Heterogeneous Photocatalytic Degradation of Nevirapine in Wastewater Using the UV/TiO₂/H₂O₂ Process

This work sought to study the elimination of nevirapine (NVP) from synthetic wastewater using the UV/TiO₂/H₂O₂ system. The main objectives were to evaluate the influence of operating parameters, reaction kinetics, contributing reactive species, degradation pathway, and catalyst reusability. The research surface methodology (RSM) was utilized for optimizing process variables.
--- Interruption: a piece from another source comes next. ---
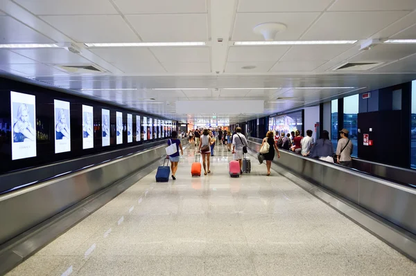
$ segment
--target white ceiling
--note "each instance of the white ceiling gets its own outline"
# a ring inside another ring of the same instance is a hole
[[[262,41],[253,28],[287,26],[275,40],[416,39],[415,0],[0,0],[2,44],[71,42],[63,48],[0,49],[3,75],[18,75],[70,93],[193,122],[177,100],[263,100],[263,114],[218,114],[230,122],[313,104],[416,79],[416,44],[235,46]],[[223,39],[218,42],[217,39]],[[205,42],[201,47],[90,48],[84,43]],[[364,72],[336,72],[347,62],[380,62]],[[105,73],[69,73],[57,65],[93,64]],[[243,68],[245,67],[246,68]],[[217,73],[218,71],[218,73]],[[292,89],[352,86],[349,89]],[[226,87],[281,87],[225,90]],[[137,91],[80,91],[137,88]],[[207,88],[158,91],[157,88]],[[357,90],[361,89],[361,90]],[[293,97],[279,100],[277,97]],[[162,104],[148,104],[153,102]],[[143,103],[144,102],[145,103]]]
Five process variables (pH, NVP concentration, TiO₂ dosage, H₂O₂ concentration, and irradiation time) were optimized with the responses set as NVP and Total organic carbon (TOC) removals (%), respectively. 89.23% NVP and 85.71% TOC removals were achieved after 60 min of irradiation under optimum conditions. All the experimental factors were significant for NVP removal. pH was the most dominant factor, with the highest removals obtained under acidic conditions (pH 3). NVP removal conformed to the pseudo-first-order model with a rate constant (k₁) of 0.03676 min^{− 1}. Increasing pH reduced the rate constant by 75.38%, while there was an increase of 43.55% with H₂O₂. NVP degradation was primarily driven by the ^•OH and h⁺_VB. The photocatalyst demonstrated good stability against NVP loss over four cycles. Although the UV/TiO₂/H₂O₂ process has shown promising results in removing pharmaceuticals and dyes in wastewater, its application for the degradation of ARVs remains limited. As far as the authors know, the UV/TiO₂/H₂O₂ process and RSM have not yet been reported for the degradation and optimization of NVP in wastewater, respectively. The findings of this work illustrate that the UV/TiO₂/H₂O₂ system, applied with RSM optimization, can effectively degrade and mineralize NVP in wastewater.